United States Citizenship and Immigration Services issued a policy memo March 8 that revised Chapter 30.13 of the Adjudicator’s Field Manual relating to employment authorization eligibility for the abused spouses of certain nonimmigrants. In order to qualify, the abused spouse must have entered the United States in one of the following nonimmigrant categories and must be accompanying or following to join a spouse who was admitted in one of the same categories:

    • INA § 101(a)(15)(A) – foreign government diplomats and officials and immediate family members and their attendants, servants and personal employees;
    • INA § 101(a)(15)(E)(iii) – Australian specialty occupation workers;
    • INA § 101(a)(15)(G) – employees of foreign governments and international organizations and immediate family members and their attendants, servants and personal employees;
    • INA § 101(a)(15)(H) – specialty occupation workers, Free Trade Agreement professionals from Chile and Singapore, temporary agricultural and non-agricultural workers, trainees and special education exchange visitors and immediate family members of specialty occupation workers.
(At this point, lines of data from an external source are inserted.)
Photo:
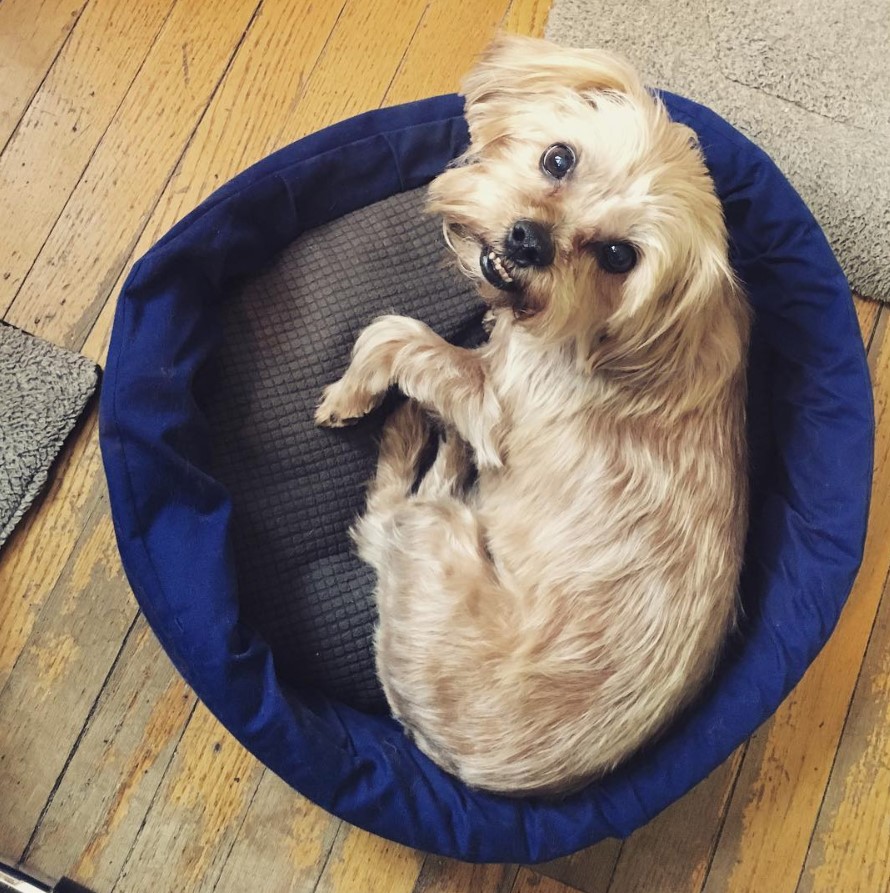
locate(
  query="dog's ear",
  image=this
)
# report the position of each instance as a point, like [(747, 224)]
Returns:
[(512, 68)]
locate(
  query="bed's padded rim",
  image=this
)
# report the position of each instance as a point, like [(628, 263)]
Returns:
[(171, 517)]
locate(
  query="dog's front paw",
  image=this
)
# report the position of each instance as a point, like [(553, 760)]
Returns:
[(343, 405)]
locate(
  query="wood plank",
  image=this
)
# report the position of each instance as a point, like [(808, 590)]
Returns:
[(589, 870), (69, 281), (441, 875), (867, 311), (285, 840), (65, 121), (444, 48), (527, 17), (358, 64), (196, 815), (106, 790), (529, 881), (785, 771), (31, 34), (364, 862), (58, 677), (673, 852), (850, 850), (35, 555)]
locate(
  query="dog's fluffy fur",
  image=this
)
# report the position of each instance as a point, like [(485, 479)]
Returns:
[(540, 623)]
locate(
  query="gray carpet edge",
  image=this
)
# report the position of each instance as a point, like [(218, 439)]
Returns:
[(44, 392)]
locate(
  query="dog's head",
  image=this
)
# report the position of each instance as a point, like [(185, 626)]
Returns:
[(579, 203)]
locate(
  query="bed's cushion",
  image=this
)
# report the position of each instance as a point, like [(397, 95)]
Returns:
[(183, 533)]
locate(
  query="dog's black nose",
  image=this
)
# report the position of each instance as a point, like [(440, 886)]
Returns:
[(529, 244)]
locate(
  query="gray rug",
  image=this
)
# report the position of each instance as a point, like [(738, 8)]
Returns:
[(808, 80), (43, 391)]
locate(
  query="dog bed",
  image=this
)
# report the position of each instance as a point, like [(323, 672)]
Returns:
[(231, 509)]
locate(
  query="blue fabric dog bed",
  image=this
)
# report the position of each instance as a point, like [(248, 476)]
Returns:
[(211, 491)]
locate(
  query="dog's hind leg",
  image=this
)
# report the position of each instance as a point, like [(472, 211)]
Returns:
[(405, 436), (450, 473)]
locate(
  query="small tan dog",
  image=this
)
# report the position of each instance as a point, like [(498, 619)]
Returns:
[(540, 624)]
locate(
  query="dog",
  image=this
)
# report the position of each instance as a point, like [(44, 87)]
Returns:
[(560, 582)]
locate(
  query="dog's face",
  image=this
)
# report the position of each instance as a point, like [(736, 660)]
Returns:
[(579, 203)]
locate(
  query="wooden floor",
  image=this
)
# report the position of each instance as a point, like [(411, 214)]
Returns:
[(116, 118)]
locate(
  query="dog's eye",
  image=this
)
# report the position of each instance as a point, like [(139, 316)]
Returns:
[(616, 257), (558, 160)]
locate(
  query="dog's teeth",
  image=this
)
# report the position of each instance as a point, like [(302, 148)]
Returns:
[(499, 266)]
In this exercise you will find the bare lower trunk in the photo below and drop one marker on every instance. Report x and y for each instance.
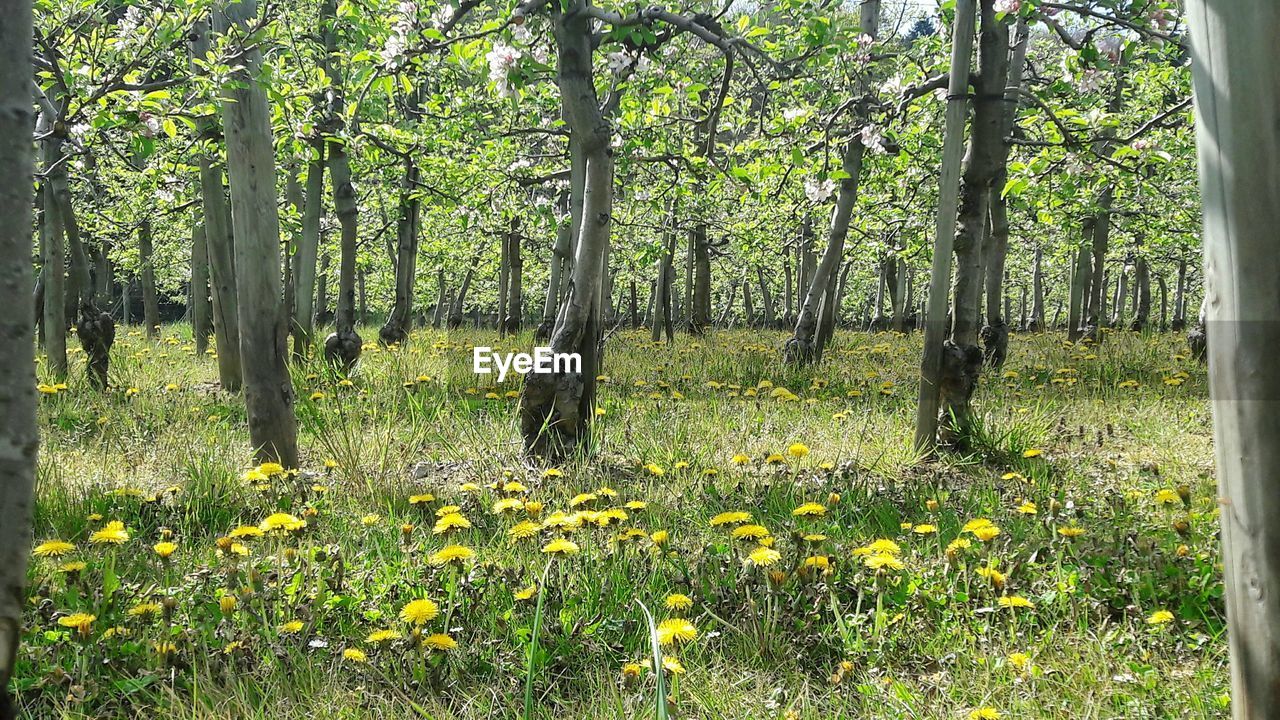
(307, 251)
(1036, 322)
(1079, 290)
(560, 259)
(440, 304)
(766, 299)
(150, 300)
(342, 347)
(963, 363)
(936, 367)
(460, 300)
(1121, 296)
(1238, 135)
(515, 292)
(1142, 292)
(19, 437)
(218, 238)
(804, 346)
(263, 318)
(556, 409)
(53, 267)
(201, 326)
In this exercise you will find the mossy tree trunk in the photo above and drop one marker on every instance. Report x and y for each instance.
(263, 317)
(19, 436)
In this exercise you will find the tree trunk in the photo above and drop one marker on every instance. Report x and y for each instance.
(1238, 133)
(442, 292)
(995, 335)
(1180, 297)
(787, 317)
(1142, 295)
(150, 300)
(803, 346)
(460, 300)
(53, 263)
(321, 314)
(936, 363)
(556, 409)
(560, 260)
(503, 283)
(1164, 302)
(515, 290)
(201, 326)
(1121, 296)
(767, 299)
(305, 255)
(1079, 290)
(263, 318)
(218, 240)
(986, 144)
(342, 347)
(19, 436)
(1036, 322)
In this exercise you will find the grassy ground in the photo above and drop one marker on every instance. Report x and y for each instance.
(1095, 465)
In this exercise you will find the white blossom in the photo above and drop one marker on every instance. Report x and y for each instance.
(873, 139)
(132, 21)
(620, 62)
(818, 191)
(502, 59)
(894, 86)
(442, 16)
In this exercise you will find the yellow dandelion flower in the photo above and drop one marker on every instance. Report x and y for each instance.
(53, 548)
(419, 611)
(449, 523)
(379, 637)
(677, 601)
(112, 533)
(676, 630)
(763, 556)
(731, 518)
(750, 532)
(439, 642)
(561, 546)
(452, 554)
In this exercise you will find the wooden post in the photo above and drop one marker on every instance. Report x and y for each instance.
(940, 274)
(1237, 85)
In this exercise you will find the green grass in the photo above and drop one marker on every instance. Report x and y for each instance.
(927, 641)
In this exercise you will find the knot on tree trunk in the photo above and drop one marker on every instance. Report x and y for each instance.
(995, 343)
(342, 350)
(96, 333)
(961, 367)
(1197, 340)
(392, 332)
(551, 413)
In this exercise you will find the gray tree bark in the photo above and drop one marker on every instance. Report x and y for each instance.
(556, 409)
(1237, 82)
(19, 436)
(218, 238)
(933, 361)
(263, 317)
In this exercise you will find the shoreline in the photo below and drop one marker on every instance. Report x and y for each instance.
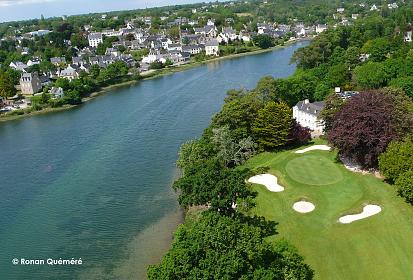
(147, 76)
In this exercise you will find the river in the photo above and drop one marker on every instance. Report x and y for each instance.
(94, 182)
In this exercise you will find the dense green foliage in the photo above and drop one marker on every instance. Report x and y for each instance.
(404, 184)
(272, 125)
(219, 247)
(211, 183)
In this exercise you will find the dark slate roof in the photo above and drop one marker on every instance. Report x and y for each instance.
(311, 108)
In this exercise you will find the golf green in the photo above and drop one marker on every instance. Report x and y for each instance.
(313, 170)
(378, 247)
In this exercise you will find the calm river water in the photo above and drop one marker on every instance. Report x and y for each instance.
(94, 182)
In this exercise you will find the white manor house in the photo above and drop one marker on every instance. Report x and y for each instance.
(307, 115)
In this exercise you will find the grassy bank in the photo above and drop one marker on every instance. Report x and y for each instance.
(378, 247)
(152, 74)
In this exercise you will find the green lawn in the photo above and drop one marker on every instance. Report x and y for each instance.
(379, 247)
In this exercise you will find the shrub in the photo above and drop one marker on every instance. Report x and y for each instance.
(404, 184)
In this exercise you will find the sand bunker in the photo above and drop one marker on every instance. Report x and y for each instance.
(303, 206)
(368, 210)
(268, 180)
(314, 147)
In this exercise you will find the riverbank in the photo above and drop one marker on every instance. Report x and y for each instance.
(151, 74)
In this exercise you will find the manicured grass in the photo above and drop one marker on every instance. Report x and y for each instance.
(313, 170)
(379, 247)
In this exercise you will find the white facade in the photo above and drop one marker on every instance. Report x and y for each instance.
(408, 36)
(212, 48)
(320, 28)
(306, 114)
(95, 39)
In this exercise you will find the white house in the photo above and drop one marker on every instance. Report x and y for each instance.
(95, 39)
(320, 28)
(193, 49)
(374, 8)
(212, 47)
(30, 83)
(408, 36)
(33, 61)
(69, 73)
(307, 115)
(19, 66)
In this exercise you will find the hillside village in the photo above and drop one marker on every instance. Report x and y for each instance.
(134, 49)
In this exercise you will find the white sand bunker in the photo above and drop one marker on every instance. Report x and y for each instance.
(303, 206)
(314, 147)
(368, 210)
(268, 180)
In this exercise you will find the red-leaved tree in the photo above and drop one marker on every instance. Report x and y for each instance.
(366, 124)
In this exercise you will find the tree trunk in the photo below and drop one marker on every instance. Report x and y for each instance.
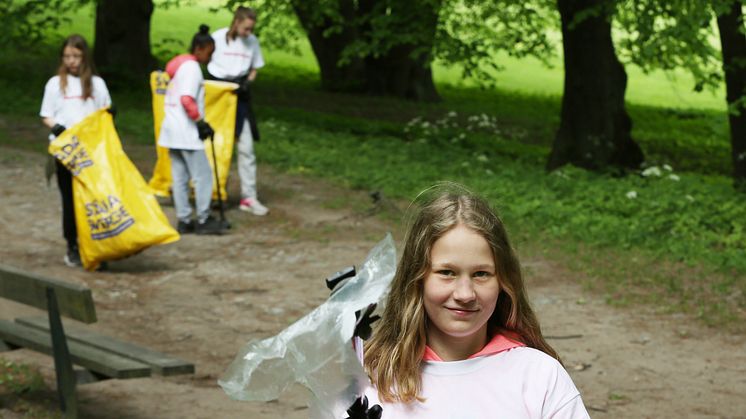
(122, 50)
(328, 47)
(398, 71)
(594, 130)
(733, 42)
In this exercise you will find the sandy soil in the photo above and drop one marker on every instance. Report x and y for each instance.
(202, 298)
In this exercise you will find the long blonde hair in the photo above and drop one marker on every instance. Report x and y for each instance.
(393, 355)
(87, 69)
(239, 16)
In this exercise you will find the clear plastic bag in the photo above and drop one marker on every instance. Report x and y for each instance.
(316, 351)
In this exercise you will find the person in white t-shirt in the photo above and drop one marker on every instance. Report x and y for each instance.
(457, 337)
(237, 58)
(183, 131)
(74, 93)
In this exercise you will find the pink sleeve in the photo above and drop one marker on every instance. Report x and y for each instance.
(190, 105)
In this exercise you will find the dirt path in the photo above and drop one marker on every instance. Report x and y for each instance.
(202, 298)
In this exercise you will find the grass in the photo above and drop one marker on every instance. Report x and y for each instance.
(674, 239)
(23, 391)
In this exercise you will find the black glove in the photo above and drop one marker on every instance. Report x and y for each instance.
(359, 410)
(204, 129)
(58, 129)
(243, 92)
(112, 109)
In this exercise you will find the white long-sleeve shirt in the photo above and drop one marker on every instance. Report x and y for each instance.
(517, 383)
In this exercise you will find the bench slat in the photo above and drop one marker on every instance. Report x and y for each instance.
(94, 359)
(161, 363)
(75, 301)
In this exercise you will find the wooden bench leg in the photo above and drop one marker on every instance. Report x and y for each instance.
(62, 364)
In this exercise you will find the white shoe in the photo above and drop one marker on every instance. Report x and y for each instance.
(253, 206)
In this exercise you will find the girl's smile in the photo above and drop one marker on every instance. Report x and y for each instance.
(460, 293)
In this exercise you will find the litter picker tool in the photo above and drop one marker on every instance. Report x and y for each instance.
(223, 221)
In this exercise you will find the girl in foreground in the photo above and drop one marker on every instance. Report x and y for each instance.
(74, 93)
(458, 338)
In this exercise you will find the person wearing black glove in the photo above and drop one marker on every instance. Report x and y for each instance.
(237, 58)
(360, 410)
(58, 129)
(183, 133)
(69, 97)
(204, 129)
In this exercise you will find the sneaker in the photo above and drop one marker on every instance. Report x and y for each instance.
(210, 226)
(253, 206)
(72, 258)
(185, 228)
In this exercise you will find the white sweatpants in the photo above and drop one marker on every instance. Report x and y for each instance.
(246, 162)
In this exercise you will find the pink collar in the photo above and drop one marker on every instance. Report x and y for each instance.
(173, 66)
(498, 343)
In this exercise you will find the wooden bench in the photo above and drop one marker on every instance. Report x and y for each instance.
(102, 357)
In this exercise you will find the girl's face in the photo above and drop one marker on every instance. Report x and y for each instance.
(460, 290)
(245, 27)
(72, 58)
(204, 53)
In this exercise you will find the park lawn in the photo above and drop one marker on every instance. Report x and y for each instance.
(674, 238)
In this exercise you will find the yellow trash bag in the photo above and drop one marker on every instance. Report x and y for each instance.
(116, 213)
(161, 180)
(220, 110)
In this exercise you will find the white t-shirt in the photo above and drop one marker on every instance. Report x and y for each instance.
(178, 131)
(68, 108)
(518, 383)
(235, 58)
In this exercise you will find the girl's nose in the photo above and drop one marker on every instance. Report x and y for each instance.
(464, 290)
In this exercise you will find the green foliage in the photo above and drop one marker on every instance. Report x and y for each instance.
(19, 378)
(27, 21)
(665, 34)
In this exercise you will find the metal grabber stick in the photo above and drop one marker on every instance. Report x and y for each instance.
(223, 220)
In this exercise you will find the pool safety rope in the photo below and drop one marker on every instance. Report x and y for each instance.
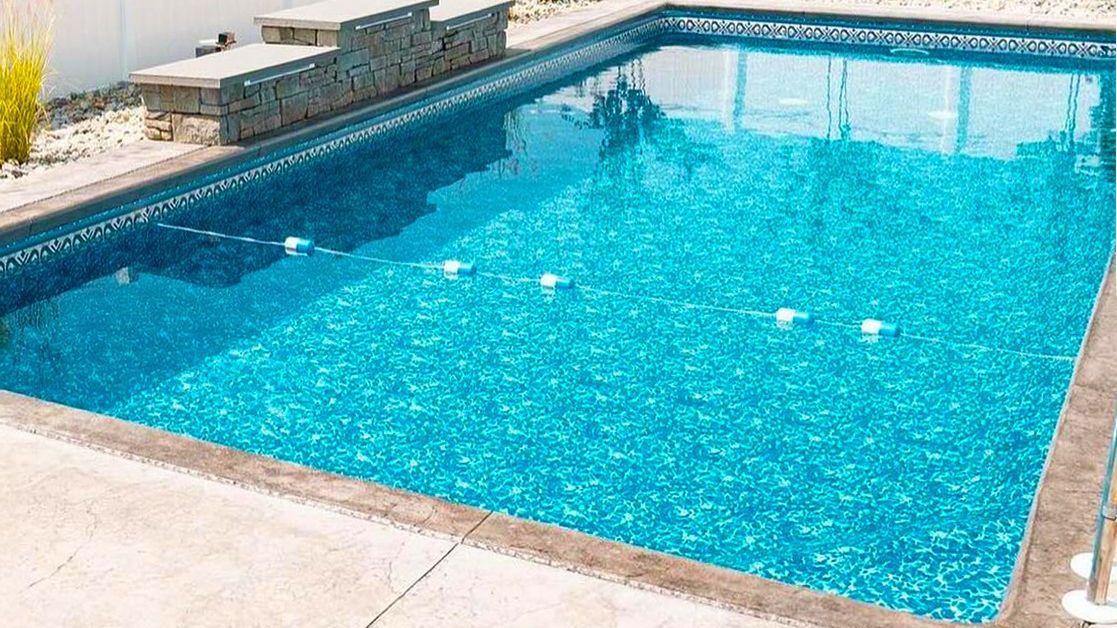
(784, 316)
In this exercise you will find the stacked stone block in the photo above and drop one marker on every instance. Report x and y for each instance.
(372, 60)
(468, 44)
(236, 112)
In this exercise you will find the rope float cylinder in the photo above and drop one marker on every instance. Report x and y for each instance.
(298, 246)
(550, 281)
(875, 327)
(455, 267)
(786, 316)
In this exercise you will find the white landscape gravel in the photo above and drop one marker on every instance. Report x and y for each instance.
(82, 125)
(94, 122)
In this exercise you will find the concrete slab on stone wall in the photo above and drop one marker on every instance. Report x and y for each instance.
(337, 15)
(253, 63)
(455, 12)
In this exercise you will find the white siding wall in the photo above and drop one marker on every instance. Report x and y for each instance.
(99, 41)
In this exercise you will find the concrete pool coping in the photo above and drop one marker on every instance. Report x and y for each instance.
(1062, 514)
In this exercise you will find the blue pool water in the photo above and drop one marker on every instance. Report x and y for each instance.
(967, 202)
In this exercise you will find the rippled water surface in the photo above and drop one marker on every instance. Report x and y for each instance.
(965, 202)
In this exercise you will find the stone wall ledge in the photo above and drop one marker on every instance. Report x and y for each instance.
(341, 15)
(460, 12)
(315, 60)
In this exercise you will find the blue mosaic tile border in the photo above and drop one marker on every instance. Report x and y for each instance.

Employment authorization is allowed under INA § 106(a) if the spouse demonstrates that during the marriage he or she or their child was battered or subject to extreme cruelty perpetrated by the principal nonimmigrant spouse. Employment authorization will be issued in two-year intervals. The abused spouse will apply using a new form I-765V.

The memo describes in greater detail eligibility for employment authorization; the required evidence of immigration status, marital relationship and abuse; as well as the filing procedure.